The chief of the Student Loans Company, Steve Lamey, has been sacked after a long investigation into his conduct and behaviour.
Lamey was suspended in July and it was announced this week that his contract had been terminated. He has held the post for just over a year, with a reported salary of over £200k for the position.
At the time, it was claimed that he had mistreated his staff.
In a statement, the company said: “The SLC expects to see the highest standards of management and leadership and these were not upheld by Mr Lamey in his time.”
The decision was made in conjunction with the Department of Education.
Lamey is the third chief executive who is departing the company after misconduct. In 2013, the chief executive left after it was revealed that he would be paid through a private company; and in 2010 another executive left after the company failed to make payments to thousands of students.
Recently, the Student Loans Company has been plagued with stories about inefficient bureaucracy and poor customer service, including graduates over paying their debts by a collective £50m, the company tripling the interest rate on one student’s loans and repeated complaints about intrusive questions and demands.

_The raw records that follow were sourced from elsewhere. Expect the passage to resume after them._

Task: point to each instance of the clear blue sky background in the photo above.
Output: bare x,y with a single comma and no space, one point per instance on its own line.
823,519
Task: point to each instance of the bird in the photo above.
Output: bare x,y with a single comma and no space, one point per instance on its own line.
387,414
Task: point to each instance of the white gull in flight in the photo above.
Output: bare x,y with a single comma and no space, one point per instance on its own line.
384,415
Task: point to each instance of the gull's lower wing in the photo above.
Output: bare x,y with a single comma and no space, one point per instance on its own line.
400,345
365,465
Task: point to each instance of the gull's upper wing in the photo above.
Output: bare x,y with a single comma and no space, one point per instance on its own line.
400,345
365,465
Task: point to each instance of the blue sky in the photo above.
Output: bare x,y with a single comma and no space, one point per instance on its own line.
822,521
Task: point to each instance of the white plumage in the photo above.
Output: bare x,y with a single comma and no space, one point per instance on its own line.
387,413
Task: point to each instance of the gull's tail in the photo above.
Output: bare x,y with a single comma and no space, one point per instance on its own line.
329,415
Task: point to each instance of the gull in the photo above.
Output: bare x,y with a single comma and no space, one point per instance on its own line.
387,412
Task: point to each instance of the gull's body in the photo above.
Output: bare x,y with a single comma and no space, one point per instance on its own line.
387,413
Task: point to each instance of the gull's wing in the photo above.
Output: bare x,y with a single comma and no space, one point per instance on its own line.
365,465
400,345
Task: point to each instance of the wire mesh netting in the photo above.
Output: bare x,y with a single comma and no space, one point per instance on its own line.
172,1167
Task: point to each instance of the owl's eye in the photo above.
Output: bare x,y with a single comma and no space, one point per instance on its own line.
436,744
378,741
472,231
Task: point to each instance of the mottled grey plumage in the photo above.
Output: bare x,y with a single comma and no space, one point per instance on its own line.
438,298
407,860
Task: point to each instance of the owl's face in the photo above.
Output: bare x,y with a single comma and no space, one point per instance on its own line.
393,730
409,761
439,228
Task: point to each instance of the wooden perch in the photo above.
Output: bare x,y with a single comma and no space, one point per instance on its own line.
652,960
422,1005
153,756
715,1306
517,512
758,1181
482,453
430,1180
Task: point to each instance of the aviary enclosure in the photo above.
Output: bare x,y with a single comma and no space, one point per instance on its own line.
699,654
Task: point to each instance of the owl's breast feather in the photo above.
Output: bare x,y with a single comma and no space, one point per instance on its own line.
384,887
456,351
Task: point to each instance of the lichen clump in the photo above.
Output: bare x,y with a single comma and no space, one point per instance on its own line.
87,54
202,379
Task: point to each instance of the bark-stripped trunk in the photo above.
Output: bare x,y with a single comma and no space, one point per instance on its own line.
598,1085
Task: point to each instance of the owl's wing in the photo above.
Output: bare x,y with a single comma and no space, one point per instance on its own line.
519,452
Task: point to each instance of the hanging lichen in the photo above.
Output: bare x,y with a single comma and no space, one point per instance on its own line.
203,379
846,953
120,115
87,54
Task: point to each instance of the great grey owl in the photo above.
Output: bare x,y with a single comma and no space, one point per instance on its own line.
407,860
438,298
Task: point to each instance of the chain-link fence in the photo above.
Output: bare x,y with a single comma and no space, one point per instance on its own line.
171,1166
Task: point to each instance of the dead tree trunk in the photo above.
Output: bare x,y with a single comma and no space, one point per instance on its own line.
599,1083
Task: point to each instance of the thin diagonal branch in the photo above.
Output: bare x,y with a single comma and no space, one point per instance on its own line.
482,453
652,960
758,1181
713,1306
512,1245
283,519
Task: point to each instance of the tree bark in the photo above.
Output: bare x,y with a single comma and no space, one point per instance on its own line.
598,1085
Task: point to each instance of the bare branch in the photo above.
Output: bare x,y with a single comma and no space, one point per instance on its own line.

One student said “the problem is the SLC isn’t regulated like any other company providing personal loans. They are able to fundamentally change the rules: payback thresholds, interest rates, going abroad – whatever they fancy.”
Another said: “The government froze the threshold for repayment and hiked the interest rate retroactively, and, despite there being talk of a legal challenge, none has materialised. It appears that in this country, contract law means nothing if your contract is with a government-owned company.”
The sacking of Lamey comes with rumours of a shake-up within the company, which may include the headquarters being moved from its current headquarters in Glasgow.